Einen prinzipiellen Unterschied zwischen "Stammeskriegern" und Söldnern gibt es also nicht.
Doch, er liegt in der Frage der Bezahlung bzw Entlohnung. Auch die Kelten in Hannibals Armee haben keine Bezahlung erhalten, sie kämpften aus Rache, für ihre Freiheit von Rom und für ihre Stämme die von Rom in den Jahren vor Hannibal mit brutalsten Mitteln unterdrückt worden waren. Das geht bis hin zur Überlieferung der Namen von einzelnen Keltischen Kriegern die ausdrücklich Rache für die Untaten römischer Offiziere ausübten.
Das schliesst natürlich nicht aus, dass es darüber hinaus auch Söldner gab, aber gerade Hannibals Armee ist für mich keine Söldnerarmee d.h. sie ist nicht von Söldnern dominiert.
Die Aussicht auf Beute, Ruhm und Abenteuer sind nicht nur für "Stammeskrieger" interessant gewesen, sondern auch für griechische Milizionäre, die sich auch als Söldner anwerben ließen und Andere.
Darunter sehr viele Italiker. Nicht umsonst waren Italiker dann im Söldnerkrieg die bedeutenste Gruppe, und auch schon die Mamertiner am Beginn des Ersten Punischen Krieges waren Italiker.
Viele dieser Italiker waren ehemalige Milizen die von Rom aus ihren Staaten hatten fliehen müssen. Dabei waren das keine Stämme sondern Stadtstaaten wie Capua und andere die sehr gross waren und weiter zivilisiert als Rom.
Auch viele griechische Städte in Italien wie Cumae oder Tarent stellten Truppen auf und viele dieser Truppen kämpften nach der Niederlage ihrer Heimat gegen Rom dann im Ausland weiter.
Nicht umsonst steht ja in dem Vertrag am Ende des Ersten Punischen Krieges das Karthago keine Kämpfer mehr aus Italien anheuern darf.

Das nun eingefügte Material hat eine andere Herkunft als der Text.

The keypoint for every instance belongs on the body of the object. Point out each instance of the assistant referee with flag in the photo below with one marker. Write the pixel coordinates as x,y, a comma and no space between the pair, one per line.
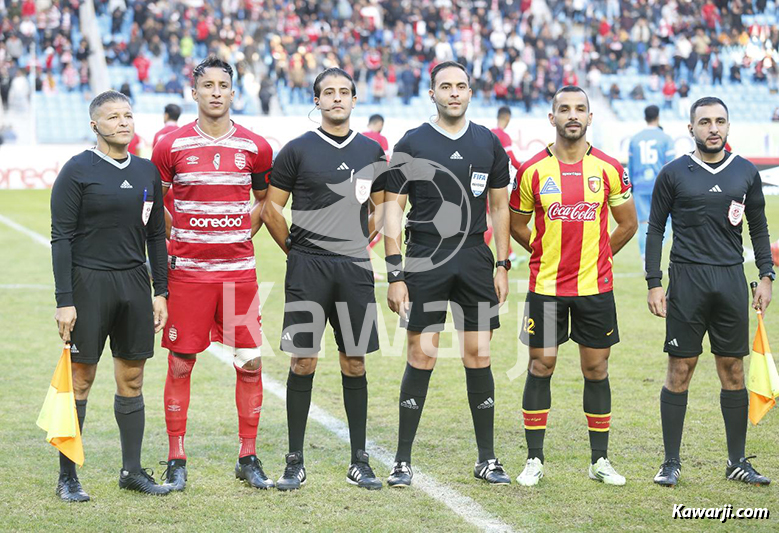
106,206
707,193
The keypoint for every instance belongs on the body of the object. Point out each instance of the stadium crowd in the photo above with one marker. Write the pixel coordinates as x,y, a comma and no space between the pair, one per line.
518,52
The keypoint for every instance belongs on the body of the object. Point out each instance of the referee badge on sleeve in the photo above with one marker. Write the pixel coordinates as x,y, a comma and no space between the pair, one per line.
146,211
735,213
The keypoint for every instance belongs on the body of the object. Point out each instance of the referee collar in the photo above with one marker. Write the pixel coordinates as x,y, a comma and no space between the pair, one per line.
111,160
712,170
453,136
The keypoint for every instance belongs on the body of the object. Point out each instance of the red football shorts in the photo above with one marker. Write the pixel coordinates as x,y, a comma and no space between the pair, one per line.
201,313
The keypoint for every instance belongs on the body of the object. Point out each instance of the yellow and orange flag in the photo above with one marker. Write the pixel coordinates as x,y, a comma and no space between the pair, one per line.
58,416
763,381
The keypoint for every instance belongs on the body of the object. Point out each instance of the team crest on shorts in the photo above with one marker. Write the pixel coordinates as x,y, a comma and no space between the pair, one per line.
240,160
735,213
478,183
362,189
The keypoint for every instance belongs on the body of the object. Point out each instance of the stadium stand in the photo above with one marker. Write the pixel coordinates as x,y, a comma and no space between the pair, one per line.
517,52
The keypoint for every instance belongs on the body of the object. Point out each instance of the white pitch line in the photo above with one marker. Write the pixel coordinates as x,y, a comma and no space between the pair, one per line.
463,506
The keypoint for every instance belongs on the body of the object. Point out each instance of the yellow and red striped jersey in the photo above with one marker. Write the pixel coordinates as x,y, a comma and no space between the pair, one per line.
571,252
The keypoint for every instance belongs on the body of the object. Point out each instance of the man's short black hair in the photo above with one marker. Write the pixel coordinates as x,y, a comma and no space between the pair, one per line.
104,98
651,113
706,101
332,71
569,89
447,64
211,62
173,111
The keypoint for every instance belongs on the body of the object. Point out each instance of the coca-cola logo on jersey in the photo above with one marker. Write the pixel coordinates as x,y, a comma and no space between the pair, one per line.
581,212
226,222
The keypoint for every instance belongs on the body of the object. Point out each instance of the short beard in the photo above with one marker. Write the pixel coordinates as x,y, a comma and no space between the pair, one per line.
704,149
563,132
446,113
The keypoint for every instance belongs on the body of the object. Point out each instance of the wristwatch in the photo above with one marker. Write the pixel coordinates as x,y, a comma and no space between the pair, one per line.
506,263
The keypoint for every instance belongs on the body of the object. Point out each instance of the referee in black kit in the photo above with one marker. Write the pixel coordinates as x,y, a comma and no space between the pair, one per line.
105,207
472,166
335,177
707,193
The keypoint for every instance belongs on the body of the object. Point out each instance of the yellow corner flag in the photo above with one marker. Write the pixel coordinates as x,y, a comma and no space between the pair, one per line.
763,378
58,415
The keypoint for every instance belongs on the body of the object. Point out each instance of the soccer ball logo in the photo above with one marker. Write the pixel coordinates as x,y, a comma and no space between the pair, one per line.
453,213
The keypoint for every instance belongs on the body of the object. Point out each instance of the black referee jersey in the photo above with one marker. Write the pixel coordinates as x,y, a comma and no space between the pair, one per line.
103,214
707,203
476,159
331,180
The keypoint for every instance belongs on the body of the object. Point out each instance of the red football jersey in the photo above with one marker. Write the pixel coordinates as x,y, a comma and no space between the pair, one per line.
210,241
169,127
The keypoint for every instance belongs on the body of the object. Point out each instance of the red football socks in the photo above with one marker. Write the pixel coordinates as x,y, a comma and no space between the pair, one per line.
248,400
177,403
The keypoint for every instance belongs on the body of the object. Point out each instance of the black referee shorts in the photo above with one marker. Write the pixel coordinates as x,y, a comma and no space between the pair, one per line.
707,298
593,320
115,304
320,288
465,281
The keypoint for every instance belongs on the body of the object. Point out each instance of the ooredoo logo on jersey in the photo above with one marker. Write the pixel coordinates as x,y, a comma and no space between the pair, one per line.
224,222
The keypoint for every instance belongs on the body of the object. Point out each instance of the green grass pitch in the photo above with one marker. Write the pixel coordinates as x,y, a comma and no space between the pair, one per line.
566,500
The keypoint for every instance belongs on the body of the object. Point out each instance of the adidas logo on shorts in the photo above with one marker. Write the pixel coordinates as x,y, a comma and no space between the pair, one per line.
409,404
489,403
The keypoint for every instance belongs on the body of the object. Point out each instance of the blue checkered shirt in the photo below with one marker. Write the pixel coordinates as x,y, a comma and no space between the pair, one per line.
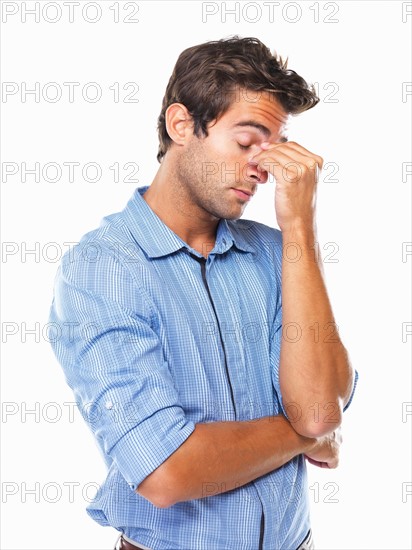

Man darf aber nicht die Heere Karthagos im Ersten Punischen Krieg und das Heer Hannibals im Zweiten Punischen Krieg einfach gleichsetzen.
Die Söldnerdominierten Heere Karthagos im Ersten Krieg wurden an Land fast alle geschlagen, das Heer Hannibals war ganz anders zusammen gesetzt, viel mehr von Leichten Truppen und von Stammeskämpfern dominiert und wurde nicht geschlagen.
Man kann doch nicht sagen, im Ersten Krieg waren es Söldnerdominierte Heere, deshalb war Hannibals Heer auch ein Söldnerheer. Genau diese Verallgemeinerungen finde ich falsch.
Ein Zusammenhang, den schon Delbrück gerade im Hinblick auf jene römischen Veteranen ausgeführt hat, welche das Desaster von Cannae überstanden hatten. Sie blieben sehr lange in Dienst und wurden nicht entlassen, weil sie mit der Zeit ein Höchstmaß an militärischem Können entwickelt hatten. Sie (endlich) zu entlassen, um an ihrer Statt weniger eingespielte Milizionäre aus ihrem Zivilleben heraus zu reißen um neue Legionen zu formen, fiel der politischen Führung in Rom verständlicherweise nicht ein!
Leider irrt Delbrück hier und verkennt wie viele andere die Kultur der Republik zu dieser Zeit.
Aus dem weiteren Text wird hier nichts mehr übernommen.